How to Be a "Cool Short Person"

"But much like racial minorities, short people are tricked into thinking that they are less than everyone else. Stature stereotypes, just like racial ones, greatly impact their victim's self-esteem and self-image. Some short people, in response to these stereotypes, develop a stereotypical short-person personality."
"The most documented of these is the Napoleon Complex. This affects short men who feel they must overcompensate in machismo or success for what they lack in height. They are quick to anger and eager to show off. An example: Some friends were walking out of class. A bunch of us jumped up to tap the top of the doorway as we exited, except for our Napoleon friend, who missed, backed up to hit it again, missed ... and wouldn't let anyone leave until he'd proved his manliness to us all. Needless to say, we were all very impressed."
"There is a female version of this which, for lack of a better term, I have dubbed Rhea Perlman Complex. Women with Rhea Perlman Complex abhor the cute and helpless stereotype attached to short women. So they go out of their way to let everyone know they don't need help, they're not cute and they better not be messed with. And they have a tendency to curse like sailors."

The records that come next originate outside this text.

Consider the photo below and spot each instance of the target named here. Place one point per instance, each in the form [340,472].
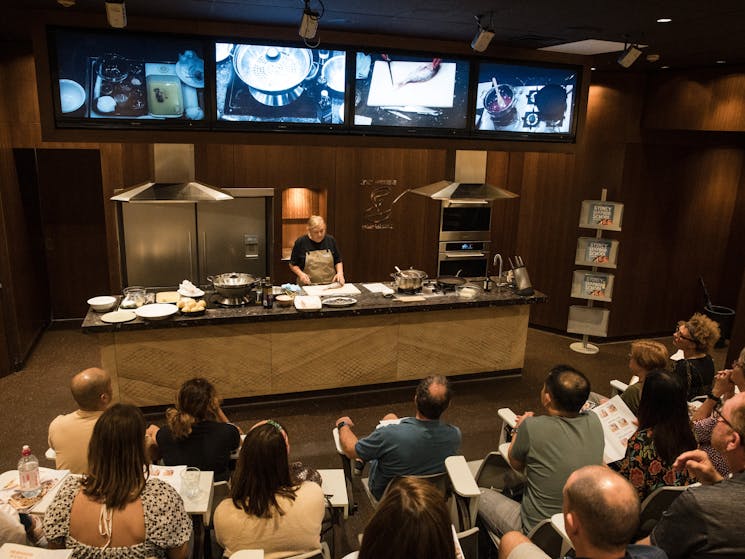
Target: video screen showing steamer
[525,101]
[280,85]
[411,93]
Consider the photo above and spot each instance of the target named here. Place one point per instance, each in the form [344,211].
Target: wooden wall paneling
[413,240]
[74,225]
[504,169]
[24,295]
[547,234]
[696,100]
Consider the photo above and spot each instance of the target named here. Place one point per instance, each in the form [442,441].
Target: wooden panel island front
[250,351]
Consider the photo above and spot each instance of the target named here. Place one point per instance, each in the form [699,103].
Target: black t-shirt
[208,447]
[304,245]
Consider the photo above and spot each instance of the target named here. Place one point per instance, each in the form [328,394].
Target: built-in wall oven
[465,233]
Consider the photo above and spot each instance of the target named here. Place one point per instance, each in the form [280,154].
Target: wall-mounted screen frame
[279,86]
[410,93]
[526,101]
[109,79]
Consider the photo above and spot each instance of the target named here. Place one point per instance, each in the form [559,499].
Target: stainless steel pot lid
[232,279]
[272,69]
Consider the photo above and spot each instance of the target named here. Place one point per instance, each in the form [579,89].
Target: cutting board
[323,290]
[437,92]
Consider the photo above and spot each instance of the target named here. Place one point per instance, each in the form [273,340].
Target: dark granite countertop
[367,304]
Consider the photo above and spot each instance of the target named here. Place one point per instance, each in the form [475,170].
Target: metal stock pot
[409,280]
[232,284]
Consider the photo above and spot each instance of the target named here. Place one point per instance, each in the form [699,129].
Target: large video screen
[408,93]
[105,77]
[527,100]
[281,85]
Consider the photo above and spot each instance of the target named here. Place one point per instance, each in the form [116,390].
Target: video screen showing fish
[409,92]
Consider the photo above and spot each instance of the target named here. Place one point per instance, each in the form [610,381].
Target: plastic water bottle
[28,473]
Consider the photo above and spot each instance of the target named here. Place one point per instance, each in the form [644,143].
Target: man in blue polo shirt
[412,446]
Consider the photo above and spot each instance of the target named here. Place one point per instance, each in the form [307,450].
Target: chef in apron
[315,257]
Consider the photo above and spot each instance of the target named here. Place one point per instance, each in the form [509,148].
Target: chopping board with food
[400,83]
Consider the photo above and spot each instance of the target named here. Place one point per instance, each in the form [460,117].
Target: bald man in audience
[601,516]
[706,521]
[70,434]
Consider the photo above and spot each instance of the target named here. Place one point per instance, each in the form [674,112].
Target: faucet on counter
[498,258]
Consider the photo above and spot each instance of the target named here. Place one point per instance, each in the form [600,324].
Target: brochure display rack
[593,285]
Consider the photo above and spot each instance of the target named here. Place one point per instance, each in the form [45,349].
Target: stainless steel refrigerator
[166,243]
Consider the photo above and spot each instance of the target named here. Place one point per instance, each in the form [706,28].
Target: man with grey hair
[410,446]
[70,434]
[601,516]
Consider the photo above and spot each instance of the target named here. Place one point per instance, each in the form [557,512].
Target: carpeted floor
[34,396]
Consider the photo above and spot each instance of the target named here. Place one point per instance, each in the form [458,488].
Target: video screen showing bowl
[410,91]
[279,84]
[525,98]
[111,76]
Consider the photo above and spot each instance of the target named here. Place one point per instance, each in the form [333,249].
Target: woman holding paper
[664,433]
[116,511]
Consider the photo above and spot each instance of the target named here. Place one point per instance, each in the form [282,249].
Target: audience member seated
[116,511]
[414,446]
[645,356]
[547,449]
[411,522]
[706,521]
[703,419]
[664,433]
[601,515]
[69,434]
[197,433]
[267,509]
[696,338]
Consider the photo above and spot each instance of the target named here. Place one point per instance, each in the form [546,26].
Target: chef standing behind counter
[315,257]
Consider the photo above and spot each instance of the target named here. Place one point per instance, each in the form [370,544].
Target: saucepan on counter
[275,76]
[232,284]
[408,280]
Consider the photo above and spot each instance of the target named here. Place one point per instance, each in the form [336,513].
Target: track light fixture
[116,13]
[309,22]
[629,55]
[483,36]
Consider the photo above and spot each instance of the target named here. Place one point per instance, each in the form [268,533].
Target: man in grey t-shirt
[547,449]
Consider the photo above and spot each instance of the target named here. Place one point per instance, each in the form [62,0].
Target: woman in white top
[267,509]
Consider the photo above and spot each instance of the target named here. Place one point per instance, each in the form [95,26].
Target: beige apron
[319,265]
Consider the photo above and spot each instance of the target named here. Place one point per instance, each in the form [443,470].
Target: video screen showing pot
[406,92]
[528,99]
[105,76]
[279,84]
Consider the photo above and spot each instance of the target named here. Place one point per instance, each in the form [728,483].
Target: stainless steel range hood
[173,179]
[469,186]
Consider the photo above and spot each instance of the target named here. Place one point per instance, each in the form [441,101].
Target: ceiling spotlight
[483,36]
[116,13]
[309,22]
[629,56]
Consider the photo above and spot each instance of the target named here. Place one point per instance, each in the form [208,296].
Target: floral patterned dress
[644,468]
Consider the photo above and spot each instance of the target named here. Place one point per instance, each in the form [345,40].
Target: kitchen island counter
[250,351]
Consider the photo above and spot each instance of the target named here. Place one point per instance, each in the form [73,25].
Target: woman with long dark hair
[664,433]
[267,509]
[411,522]
[116,511]
[197,433]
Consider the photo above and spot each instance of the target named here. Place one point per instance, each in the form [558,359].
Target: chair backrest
[655,504]
[545,536]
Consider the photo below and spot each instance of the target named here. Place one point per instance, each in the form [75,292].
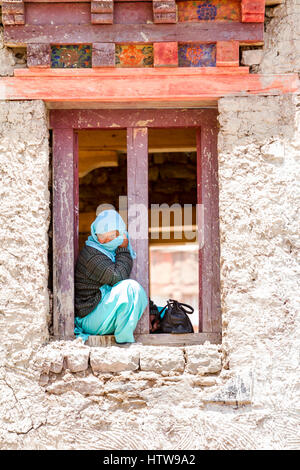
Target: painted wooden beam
[164,11]
[38,55]
[137,193]
[103,54]
[253,11]
[165,54]
[102,11]
[13,12]
[227,54]
[118,118]
[130,33]
[144,86]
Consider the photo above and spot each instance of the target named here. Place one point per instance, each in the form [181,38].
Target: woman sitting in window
[106,300]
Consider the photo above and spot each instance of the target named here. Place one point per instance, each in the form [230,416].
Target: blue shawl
[107,221]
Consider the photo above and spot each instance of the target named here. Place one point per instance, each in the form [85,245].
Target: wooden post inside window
[208,220]
[63,233]
[137,175]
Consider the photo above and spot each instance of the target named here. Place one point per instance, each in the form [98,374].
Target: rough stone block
[56,362]
[165,54]
[161,359]
[202,359]
[238,391]
[77,360]
[114,359]
[103,55]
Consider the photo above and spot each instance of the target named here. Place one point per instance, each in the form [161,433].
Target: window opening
[173,230]
[102,172]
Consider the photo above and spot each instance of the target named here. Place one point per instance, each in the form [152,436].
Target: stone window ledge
[74,356]
[65,366]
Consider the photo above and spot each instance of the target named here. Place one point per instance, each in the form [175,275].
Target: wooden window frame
[65,123]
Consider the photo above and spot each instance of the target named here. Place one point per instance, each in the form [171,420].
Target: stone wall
[259,152]
[281,51]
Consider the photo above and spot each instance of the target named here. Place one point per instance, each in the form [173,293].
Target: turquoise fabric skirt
[120,308]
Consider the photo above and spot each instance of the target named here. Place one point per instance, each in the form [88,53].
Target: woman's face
[107,236]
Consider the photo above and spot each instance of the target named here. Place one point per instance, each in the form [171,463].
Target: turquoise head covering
[107,221]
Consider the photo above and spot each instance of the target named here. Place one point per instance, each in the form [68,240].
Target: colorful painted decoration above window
[209,10]
[134,55]
[71,56]
[197,55]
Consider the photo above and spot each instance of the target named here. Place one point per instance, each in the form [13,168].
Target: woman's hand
[125,242]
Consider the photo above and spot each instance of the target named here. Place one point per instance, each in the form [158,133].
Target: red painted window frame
[64,124]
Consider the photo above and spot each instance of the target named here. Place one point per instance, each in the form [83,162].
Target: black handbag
[175,319]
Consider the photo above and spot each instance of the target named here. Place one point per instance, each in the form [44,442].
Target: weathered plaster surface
[259,153]
[24,214]
[281,51]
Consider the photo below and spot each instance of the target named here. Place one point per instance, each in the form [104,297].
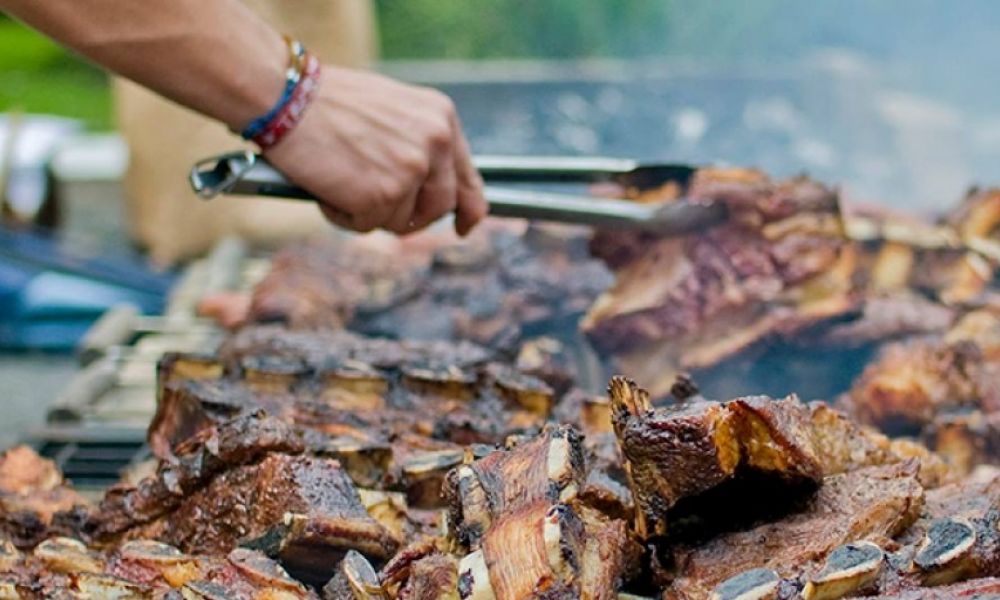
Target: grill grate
[91,463]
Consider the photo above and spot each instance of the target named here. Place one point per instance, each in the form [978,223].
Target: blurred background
[892,100]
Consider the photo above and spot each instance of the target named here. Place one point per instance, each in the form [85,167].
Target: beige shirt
[165,140]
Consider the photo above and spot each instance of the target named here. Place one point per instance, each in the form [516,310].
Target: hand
[382,154]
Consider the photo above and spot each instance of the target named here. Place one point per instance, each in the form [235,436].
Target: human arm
[378,153]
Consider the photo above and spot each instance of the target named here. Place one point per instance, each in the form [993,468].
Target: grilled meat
[32,491]
[966,439]
[397,426]
[942,388]
[64,568]
[686,463]
[528,498]
[873,503]
[780,264]
[242,485]
[956,538]
[487,289]
[422,571]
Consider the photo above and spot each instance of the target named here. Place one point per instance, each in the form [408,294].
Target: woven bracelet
[296,65]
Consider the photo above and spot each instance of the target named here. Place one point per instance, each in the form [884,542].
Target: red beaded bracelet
[291,113]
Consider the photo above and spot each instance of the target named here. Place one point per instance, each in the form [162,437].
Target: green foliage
[39,76]
[520,28]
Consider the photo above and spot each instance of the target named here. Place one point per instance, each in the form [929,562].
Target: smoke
[895,100]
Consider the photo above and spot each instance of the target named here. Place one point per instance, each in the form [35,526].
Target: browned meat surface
[874,503]
[422,571]
[243,441]
[32,491]
[527,498]
[975,589]
[967,439]
[779,264]
[238,485]
[396,425]
[64,568]
[955,538]
[546,469]
[484,289]
[686,463]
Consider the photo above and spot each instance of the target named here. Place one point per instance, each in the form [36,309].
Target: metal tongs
[246,173]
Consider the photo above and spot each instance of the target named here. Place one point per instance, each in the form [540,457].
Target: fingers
[470,206]
[437,197]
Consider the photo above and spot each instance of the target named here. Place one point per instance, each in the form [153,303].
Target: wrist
[261,84]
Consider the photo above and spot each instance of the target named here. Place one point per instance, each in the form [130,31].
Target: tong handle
[245,173]
[552,168]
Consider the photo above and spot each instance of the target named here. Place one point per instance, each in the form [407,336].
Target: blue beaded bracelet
[292,77]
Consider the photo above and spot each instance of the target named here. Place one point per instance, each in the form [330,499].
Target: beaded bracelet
[301,79]
[290,113]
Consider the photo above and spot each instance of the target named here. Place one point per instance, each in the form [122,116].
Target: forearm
[214,56]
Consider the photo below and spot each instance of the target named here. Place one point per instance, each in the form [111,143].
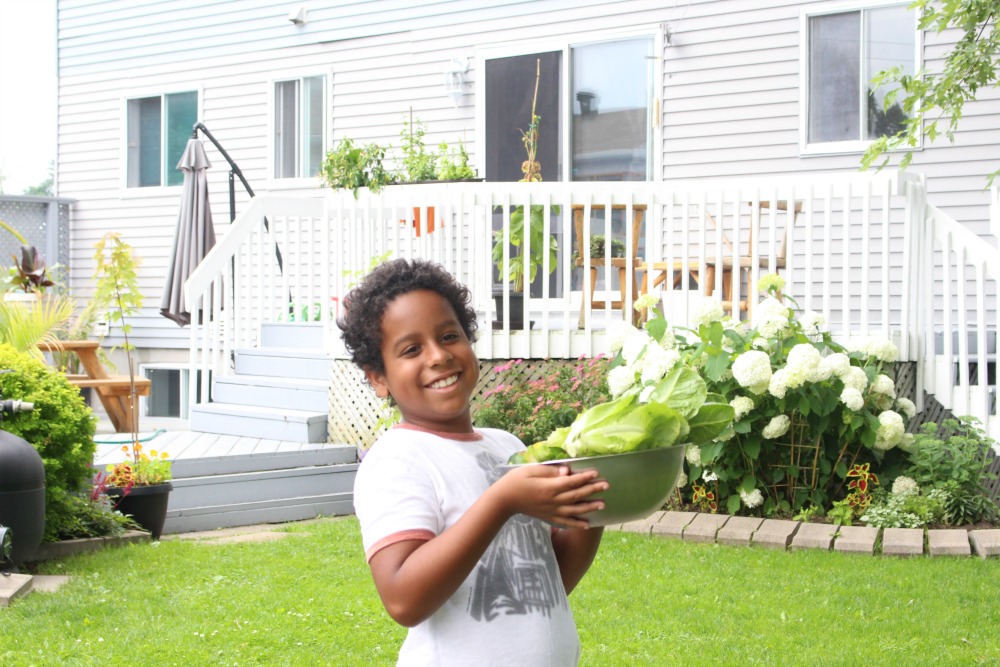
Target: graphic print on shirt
[518,574]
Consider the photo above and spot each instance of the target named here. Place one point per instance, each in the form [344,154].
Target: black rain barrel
[22,494]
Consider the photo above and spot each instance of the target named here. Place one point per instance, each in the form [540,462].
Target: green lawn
[309,600]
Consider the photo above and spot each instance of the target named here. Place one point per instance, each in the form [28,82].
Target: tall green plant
[118,284]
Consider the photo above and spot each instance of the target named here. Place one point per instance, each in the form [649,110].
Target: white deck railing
[861,250]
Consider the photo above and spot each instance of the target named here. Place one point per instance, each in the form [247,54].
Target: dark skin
[430,371]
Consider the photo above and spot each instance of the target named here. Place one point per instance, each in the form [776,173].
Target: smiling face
[430,368]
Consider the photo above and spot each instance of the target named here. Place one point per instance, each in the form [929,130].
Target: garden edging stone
[784,534]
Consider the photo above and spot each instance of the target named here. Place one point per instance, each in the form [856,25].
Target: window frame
[851,146]
[565,45]
[273,182]
[127,191]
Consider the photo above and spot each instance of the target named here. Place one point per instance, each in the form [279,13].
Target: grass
[309,600]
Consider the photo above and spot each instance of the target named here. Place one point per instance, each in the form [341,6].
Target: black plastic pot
[22,494]
[146,504]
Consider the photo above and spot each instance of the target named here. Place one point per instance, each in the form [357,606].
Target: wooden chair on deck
[744,263]
[621,264]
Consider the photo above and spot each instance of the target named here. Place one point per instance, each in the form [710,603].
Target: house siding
[730,97]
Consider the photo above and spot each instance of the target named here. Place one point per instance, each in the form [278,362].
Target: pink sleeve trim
[402,536]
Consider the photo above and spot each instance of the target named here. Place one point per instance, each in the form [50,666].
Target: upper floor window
[158,129]
[608,117]
[844,51]
[299,112]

"If you should ever come across one of these, whether you are male or female, do not offer them help. Even if she is carrying a 50-pound bag of rice or towing a busload of school children, do not help. You will be met only with a contemptuous glare and a declaration of "No thank you, I'll do it myself."
"If you've met any of the types of people I've just described, please don't judge them. They've been discriminated against and don't know how to deal with their frustration. But don't worry. In time, most of them outgrow their confusion and land in the final category: cool short person. Cool short people are really funny because, like all people outside of "normal," they've learned not to take themselves so seriously. They laugh when they notice that the junior-high kids on Bruin Walk are taller than them."

This would be like laughing because you're darker than a black person. I just don't get the punchline. Why is it laughable to be shorter than someone? I don't believe it's "taking myself too seriously" to question this.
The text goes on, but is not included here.